The NDP has been relatively conservative from the beginning. It was conservative relative to the CCF. The CCF was for eradicating capitalism and would not rest until it had established the Co-operative Commonwealth in Canada. Most of the NDP leadership wanted to turn it into a version of the UK Labor Party. Lately many have wanted to follow the Third Way of social democratic parties in Europe. So if the NDP were to decide to become the Democratic Party this would simply be part and parcel of the evolution of the NDP further to the right. If as the author claims the party is so conservative perhaps it will have a much better chance now in Alberta!

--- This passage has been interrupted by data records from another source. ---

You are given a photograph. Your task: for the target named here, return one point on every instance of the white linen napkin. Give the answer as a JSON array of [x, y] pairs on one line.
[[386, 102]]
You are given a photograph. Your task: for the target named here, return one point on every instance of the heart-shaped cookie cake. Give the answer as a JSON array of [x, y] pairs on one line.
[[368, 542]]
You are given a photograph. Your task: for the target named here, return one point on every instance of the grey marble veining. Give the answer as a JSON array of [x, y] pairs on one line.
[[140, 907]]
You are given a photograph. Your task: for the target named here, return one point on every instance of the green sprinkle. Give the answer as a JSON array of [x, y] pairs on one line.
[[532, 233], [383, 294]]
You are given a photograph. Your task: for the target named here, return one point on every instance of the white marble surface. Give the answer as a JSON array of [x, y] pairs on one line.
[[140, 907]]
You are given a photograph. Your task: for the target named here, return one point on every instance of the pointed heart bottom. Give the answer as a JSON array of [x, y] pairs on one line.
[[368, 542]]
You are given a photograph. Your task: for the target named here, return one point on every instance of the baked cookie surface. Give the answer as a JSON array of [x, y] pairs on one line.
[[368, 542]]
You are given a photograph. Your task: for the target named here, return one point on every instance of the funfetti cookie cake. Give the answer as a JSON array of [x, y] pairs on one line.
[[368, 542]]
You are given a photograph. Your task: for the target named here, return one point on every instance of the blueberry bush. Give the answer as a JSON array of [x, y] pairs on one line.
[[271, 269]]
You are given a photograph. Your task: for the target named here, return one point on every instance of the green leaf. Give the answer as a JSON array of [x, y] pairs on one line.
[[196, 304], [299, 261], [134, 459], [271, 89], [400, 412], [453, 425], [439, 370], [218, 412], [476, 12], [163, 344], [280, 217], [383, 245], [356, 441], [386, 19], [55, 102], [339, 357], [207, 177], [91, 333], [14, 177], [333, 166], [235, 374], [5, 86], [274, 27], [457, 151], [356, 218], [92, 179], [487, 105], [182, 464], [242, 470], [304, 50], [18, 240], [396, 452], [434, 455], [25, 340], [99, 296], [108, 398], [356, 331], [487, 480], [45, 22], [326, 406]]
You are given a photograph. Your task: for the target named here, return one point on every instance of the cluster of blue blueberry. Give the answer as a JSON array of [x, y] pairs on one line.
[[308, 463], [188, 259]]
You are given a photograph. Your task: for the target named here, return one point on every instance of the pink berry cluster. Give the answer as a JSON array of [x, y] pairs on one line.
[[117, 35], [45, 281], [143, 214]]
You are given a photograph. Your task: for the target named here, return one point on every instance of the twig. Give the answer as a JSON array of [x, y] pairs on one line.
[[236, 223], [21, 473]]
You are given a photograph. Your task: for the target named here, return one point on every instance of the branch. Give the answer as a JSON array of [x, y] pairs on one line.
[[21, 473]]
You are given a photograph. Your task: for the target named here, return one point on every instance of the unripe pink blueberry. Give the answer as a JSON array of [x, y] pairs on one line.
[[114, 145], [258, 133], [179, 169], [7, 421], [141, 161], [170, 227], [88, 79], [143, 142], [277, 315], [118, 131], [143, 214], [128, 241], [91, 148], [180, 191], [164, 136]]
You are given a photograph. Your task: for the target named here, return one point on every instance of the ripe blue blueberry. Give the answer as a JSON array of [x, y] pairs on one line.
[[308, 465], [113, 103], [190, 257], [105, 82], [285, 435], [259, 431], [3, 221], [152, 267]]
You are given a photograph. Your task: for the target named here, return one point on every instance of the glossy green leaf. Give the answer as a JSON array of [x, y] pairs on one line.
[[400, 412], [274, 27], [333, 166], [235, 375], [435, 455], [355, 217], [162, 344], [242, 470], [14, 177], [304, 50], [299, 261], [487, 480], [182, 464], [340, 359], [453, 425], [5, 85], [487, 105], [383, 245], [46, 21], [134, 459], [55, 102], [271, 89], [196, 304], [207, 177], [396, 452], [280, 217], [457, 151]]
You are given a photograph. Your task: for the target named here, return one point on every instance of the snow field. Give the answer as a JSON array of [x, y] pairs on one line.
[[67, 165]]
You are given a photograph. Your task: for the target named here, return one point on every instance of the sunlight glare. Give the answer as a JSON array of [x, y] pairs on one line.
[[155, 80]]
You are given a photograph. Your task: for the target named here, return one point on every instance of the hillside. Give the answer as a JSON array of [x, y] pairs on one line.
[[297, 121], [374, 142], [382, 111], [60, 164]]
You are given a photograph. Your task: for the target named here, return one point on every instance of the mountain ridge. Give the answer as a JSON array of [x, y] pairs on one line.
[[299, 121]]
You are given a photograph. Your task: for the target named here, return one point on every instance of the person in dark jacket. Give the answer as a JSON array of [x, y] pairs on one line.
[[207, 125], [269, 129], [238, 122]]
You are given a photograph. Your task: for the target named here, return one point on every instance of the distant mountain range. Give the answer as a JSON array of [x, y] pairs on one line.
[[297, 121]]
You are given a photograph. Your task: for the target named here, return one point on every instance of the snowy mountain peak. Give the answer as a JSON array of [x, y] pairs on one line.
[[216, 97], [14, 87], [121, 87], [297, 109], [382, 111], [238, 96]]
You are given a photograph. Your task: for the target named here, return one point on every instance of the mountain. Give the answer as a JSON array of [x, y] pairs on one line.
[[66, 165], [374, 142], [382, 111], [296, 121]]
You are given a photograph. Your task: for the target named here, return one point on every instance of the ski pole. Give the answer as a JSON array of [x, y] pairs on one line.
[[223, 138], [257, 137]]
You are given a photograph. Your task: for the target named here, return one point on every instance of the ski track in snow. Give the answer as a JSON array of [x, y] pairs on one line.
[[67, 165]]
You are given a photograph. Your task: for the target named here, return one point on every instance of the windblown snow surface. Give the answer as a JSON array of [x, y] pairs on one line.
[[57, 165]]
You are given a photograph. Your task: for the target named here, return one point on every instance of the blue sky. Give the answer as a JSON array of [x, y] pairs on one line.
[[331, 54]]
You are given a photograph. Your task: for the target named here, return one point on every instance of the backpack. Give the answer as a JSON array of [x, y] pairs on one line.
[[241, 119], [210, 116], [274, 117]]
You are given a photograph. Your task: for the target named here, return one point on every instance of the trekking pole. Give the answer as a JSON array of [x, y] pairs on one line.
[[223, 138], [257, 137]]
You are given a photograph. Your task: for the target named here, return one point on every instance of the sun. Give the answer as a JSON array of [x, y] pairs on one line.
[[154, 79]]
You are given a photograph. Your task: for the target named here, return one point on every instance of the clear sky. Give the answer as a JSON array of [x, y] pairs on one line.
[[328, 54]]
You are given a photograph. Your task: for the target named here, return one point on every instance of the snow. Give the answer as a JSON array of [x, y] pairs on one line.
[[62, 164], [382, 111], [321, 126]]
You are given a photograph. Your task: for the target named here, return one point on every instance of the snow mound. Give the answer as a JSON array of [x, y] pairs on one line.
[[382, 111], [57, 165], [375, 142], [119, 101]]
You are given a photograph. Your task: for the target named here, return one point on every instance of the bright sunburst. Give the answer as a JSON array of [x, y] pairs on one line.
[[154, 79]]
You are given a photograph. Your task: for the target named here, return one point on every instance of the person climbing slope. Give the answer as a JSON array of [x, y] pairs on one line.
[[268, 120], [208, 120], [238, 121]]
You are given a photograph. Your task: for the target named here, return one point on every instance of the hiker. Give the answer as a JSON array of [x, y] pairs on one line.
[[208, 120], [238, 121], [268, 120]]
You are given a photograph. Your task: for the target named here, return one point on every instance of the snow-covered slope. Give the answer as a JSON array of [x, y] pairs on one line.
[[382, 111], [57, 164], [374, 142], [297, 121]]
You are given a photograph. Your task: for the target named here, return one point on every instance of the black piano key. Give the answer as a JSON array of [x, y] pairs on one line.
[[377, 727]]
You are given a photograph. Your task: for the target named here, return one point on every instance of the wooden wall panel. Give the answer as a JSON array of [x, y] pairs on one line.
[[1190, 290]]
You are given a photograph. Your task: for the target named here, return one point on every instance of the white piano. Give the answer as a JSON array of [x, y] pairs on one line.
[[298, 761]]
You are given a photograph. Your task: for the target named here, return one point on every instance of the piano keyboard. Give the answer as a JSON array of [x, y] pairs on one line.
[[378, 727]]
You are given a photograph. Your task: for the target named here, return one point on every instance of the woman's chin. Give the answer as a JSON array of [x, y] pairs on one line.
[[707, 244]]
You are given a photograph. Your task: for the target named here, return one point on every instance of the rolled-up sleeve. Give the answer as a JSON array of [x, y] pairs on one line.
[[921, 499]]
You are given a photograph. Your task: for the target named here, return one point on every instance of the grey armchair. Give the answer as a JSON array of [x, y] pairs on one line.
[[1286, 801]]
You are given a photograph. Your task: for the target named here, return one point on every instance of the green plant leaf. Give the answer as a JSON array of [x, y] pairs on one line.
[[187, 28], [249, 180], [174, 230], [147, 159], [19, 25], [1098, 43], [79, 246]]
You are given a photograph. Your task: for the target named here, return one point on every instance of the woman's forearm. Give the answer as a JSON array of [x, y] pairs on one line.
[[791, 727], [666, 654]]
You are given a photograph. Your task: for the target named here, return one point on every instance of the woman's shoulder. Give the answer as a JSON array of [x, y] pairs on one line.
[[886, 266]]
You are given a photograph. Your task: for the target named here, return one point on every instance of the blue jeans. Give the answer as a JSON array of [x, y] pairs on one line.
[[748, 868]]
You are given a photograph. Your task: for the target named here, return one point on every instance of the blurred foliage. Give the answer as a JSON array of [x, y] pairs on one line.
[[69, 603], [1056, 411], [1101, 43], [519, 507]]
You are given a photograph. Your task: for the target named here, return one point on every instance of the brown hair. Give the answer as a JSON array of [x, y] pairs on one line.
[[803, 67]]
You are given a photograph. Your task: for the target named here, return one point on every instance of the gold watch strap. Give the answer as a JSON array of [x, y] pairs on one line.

If NDPers consulted their grandmothers when in doubt as the author suggests they might get a radical earful!


The New Conservatives


Calgary HeraldAugust 18, 2009
Woodrow Wilson once said a conservative is someone who makes no changes and consults his grandmother when in doubt.
He could have been referring to today's federal New Democratic Party, which at its weekend convention decided "Everything old is new again." Delegates rehashed decades-old policies that leader Jack Layton limply tried to say offered Canadians a new way of thinking.
Sorry, Jack, there's nothing new to the NDP ideology about environmentally friendly jobs, ending rules that prevent homosexuals from donating organs, demanding action to prevent violence against aboriginal women, or enshrining childcare into law. Anything different on the agenda -- like a proposal to phase out income tax for small business--never made it to the convention floor.
Alexa McDonough, former NDP leader, defended the same old, same old, as tradition. "Of course there needs to be change as the world changes around us. But what isn't going to change is our basic values, and most of our policies simply build on those values." Canadians have rejected those values for more than 30 years. Then, the "New" in New Democrats was true. The party is so stuck on the past, it refused to vote on a proposal to drop "new" from its name. It's all rather '70s, except this is the 21st century.
Alas. By the Democratic president's definition, there's only one word for today's unchanging and unchangeable NDP--conservative.